In his latest outing, Rajinikanth is Karikaalan, or Kaala, for short. A don of Dharavi, he can play gully cricket with the kids as well as slice villains with a sword, or umbrella for that matter. Mumbai is bursting at the seams and the wily rich men have their eyes on the land of Dharavi. And of course, the brains behind the scheme to defraud the poor people of their little possessions is a powerful politician, Hari Dhadha (Nana Patekar). Their paths cross and blood oozes. No prizes for guessing who will win in the end.

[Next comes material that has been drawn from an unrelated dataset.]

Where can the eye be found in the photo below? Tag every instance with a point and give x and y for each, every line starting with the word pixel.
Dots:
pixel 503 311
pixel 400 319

The film takes long to come to the point and then never really dwells on it. An hour into the film and the narrative doesn’t seem to be going anywhere. Kaala hardly speaks but everyone around him are incessantly jabbering. There’s also a foreign returned Zareena (Huma Quereshi) who is Kaala’s ex. Either Kaala underwent accelerated ageing or Zareena gulped the youth potion, because they certainly don’t look like they could have been in the same age group at any time. Just when you start to wonder if there’s a plan to the story, help arrives in the form of Nana Patekar. He breathes life into a sagging film. The best scenes are the ones where Nana and Rajini spar with each other. Unfortunately, Nana is underutilized in the film. More screen time is devoted to the extended Dharavi family of Kaala than the politician who is out to get them. Rajini is not just teleported from the eighties and the nineties, the film itself is stuck in that era. The story, the treatment, and the characterization all look and feel dated. The occasional use of cell phones is perhaps the only sign that the film is based in the present times.
There are two ways of watching a Rajinikanth’s film. If you are an unbiased filmgoer, then the ugly cinematic warts are clearly visible. Perception changes if you are a fan. Then it is not just a film, it is a festival. Where it gets hard to follow the dialogues in the din of cheers and whistles. Where just the image of Thalaivar on screen sends the faithful in raptures. Where the tempo is built up even before HE delivers his lines sending the audience into even more raptures. It is almost as if his dialogues have their own “entry”. Even in this age of realistic cinema, Rajini fights dozens of bad guys alone and his one punch sends them flying in air in slow motion every time. For the un-besotted, Kaala is a below average film. But who can argue with those with Rajini tinted glasses for whom the film may be the best thing to have happened in years? To each his own.